The Gulf oil spill and the financial crisis were both caused by excessive risk-taking by industry giants and the “capture” of politicians and regulators by the corporate behemoths.
Moreover, the response to the Gulf oil spill and the financial crisis are remarkably similar.
With regards to the financial crisis, the response has been to cover up the truth:
William K. Black – professor of economics and law, and the senior regulator during the S & L crisis – says that that the government’s entire strategy now – as during the S&L crisis – is to cover up how bad things are (“the entire strategy is to keep people from getting the facts”).
Indeed, as I have previously documented, 7 out of the 8 giant, money center banks went bankrupt in the 1980’s during the “Latin American Crisis”, and the government’s response was to cover up their insolvency.
Black also says:
There has been no honest examination of the crisis because it would embarrass C.E.O.s and politicians . . .
Instead, the Treasury and the Fed are urging us not to examine the crisis and to believe that all will soon be well.
PhD economist Dean Baker made a similar point, lambasting the Federal Reserve for blowing the bubble, and pointing out that those who caused the disaster are trying to shift the focus as fast as they can:
The current craze in DC policy circles is to create a “systematic risk regulator” to make sure that the country never experiences another economic crisis like the current one. This push is part of a cover-up of what really went wrong and does absolutely nothing to address the underlying problem that led to this financial and economic collapse.
Baker also says:
“Instead of striving to uncover the truth, [Congress] may seek to conceal it” and tell banksters they’re free to steal again.
Economist Thomas Palley says that Wall Street also has a vested interest in covering up how bad things are:
That rosy scenario thinking has returned to Wall Street should be no surprise. Wall Street profits from rising asset prices on which it charges a management fee, from deal-making on which it earns advisory fees, and from encouraging retail investors to buy stock, which boosts transaction fees. Such earnings are far larger when stock markets are rising, which explains Wall Street’s genetic propensity to pump the economy.
The same is true for the Gulf oil spill.
As ABC News notes, the White House allowed BP to suppress video of the oil spill for 3 weeks; and a top oil spill expert says that BP’s use of booms around the spill site now won’t really do anything … and is just an exercise in public relations so that it looks like it’s doing something.

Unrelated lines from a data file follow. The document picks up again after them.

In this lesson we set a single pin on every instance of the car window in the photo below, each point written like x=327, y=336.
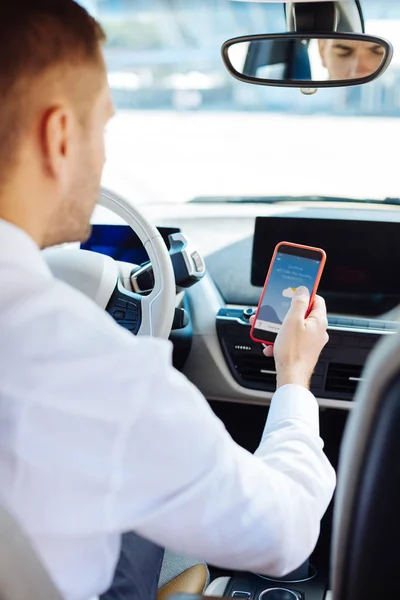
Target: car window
x=185, y=128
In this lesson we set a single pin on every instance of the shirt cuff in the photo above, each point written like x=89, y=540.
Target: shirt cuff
x=293, y=402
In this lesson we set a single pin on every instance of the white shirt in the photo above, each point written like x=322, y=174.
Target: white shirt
x=100, y=435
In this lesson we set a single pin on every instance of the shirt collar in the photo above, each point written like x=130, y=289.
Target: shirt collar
x=18, y=248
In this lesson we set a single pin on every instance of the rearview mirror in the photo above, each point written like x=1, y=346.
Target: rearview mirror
x=307, y=60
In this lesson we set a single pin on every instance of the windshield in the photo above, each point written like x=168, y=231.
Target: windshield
x=186, y=129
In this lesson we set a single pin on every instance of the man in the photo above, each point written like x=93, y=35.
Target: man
x=99, y=434
x=349, y=59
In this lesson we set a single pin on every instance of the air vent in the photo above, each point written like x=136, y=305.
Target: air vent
x=343, y=379
x=256, y=369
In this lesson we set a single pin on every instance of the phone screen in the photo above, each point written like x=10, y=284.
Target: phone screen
x=293, y=267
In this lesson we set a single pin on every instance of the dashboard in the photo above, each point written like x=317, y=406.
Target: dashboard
x=360, y=286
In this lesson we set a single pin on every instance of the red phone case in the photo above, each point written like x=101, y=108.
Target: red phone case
x=314, y=291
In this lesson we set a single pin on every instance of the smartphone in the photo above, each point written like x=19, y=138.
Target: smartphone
x=292, y=266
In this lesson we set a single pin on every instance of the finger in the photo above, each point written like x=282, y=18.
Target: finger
x=318, y=310
x=300, y=303
x=268, y=351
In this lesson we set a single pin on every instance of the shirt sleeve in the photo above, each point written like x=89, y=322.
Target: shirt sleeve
x=108, y=437
x=186, y=485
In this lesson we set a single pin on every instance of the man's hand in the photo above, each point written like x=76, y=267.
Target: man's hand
x=300, y=341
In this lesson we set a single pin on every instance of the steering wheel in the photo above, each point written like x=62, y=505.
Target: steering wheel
x=107, y=282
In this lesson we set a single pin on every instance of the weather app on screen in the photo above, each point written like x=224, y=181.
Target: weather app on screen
x=288, y=273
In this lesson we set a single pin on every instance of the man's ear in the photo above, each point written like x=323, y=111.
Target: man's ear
x=321, y=48
x=56, y=140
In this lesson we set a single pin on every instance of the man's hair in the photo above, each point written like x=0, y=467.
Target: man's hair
x=37, y=36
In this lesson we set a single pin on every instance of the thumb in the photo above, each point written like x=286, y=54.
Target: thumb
x=300, y=302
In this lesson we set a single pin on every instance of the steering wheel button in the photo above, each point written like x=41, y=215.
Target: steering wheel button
x=131, y=315
x=119, y=315
x=121, y=303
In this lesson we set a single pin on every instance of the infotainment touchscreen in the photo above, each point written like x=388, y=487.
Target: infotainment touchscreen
x=361, y=276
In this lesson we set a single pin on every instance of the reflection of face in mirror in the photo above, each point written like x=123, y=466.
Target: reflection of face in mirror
x=350, y=59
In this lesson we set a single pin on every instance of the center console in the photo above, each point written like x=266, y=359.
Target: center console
x=338, y=371
x=254, y=587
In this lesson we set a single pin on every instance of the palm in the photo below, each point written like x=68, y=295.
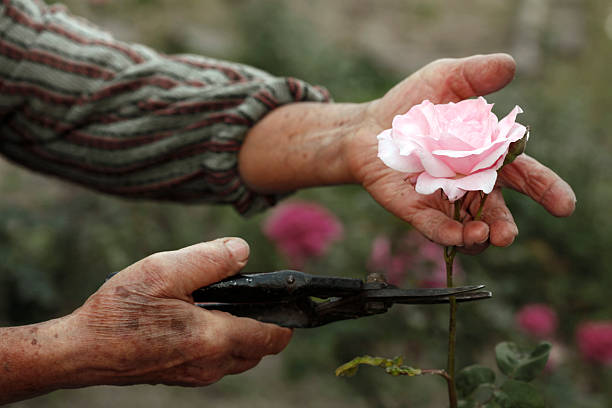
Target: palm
x=450, y=81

BP is also using dispersants to hide the extent of the oil spill. Specifically, as many commentators note, the dispersants cause much of the oil to sink, so that it appears that the spill isn’t that big. But the dispersants are not only highly toxic, but will also probably make the damage from the oil itself even worse.
Moreover, just as the cover-up about the severity of the financial crisis has allowed Larry Summers, Tim Geithner, Ben Bernanke and most of Congress to kill real financial reform, BP and the government’s drastic underplaying of the size of the spill has allowed BP to skate by without taking emergency actions, such as bringing in booms on an emergency basis, or to undertake more pro-active and creative responses.
And just as nothing has changed going forward with regard to the economy since the 2008 meltdown, nothing has changed with regard to offshore drilling.
For example, since the Deepwater Horizon oil drilling rig exploded on April 20th, the Obama administration has granted oil and gas companies at least 27 exemptions from doing in-depth environmental studies of oil exploration and production in the Gulf of Mexico. And a whistleblower who survived the Gulf oil explosion claims in a lawsuit filed today that BP’s operations at another oil platform risk another catastrophic accident that could “dwarf” the Gulf oil spill, partly because BP never even reviewed critical engineering designs for the operation.
Indeed, the industry and government spokespeople have used the exact same word as each crisis – financial and environmental – unfolded. They said the problem was “contained”.
In both cases, we the people are left holding the bag because the giant companies and their campaign-contribution-buddies in DC are trying to sweep the severity of the problem under the rug, to manage the crisis as p.r. campaigns to protect those who let it happen … instead of actually taking steps necessary to solve the problems, and to make sure they won’t happen again.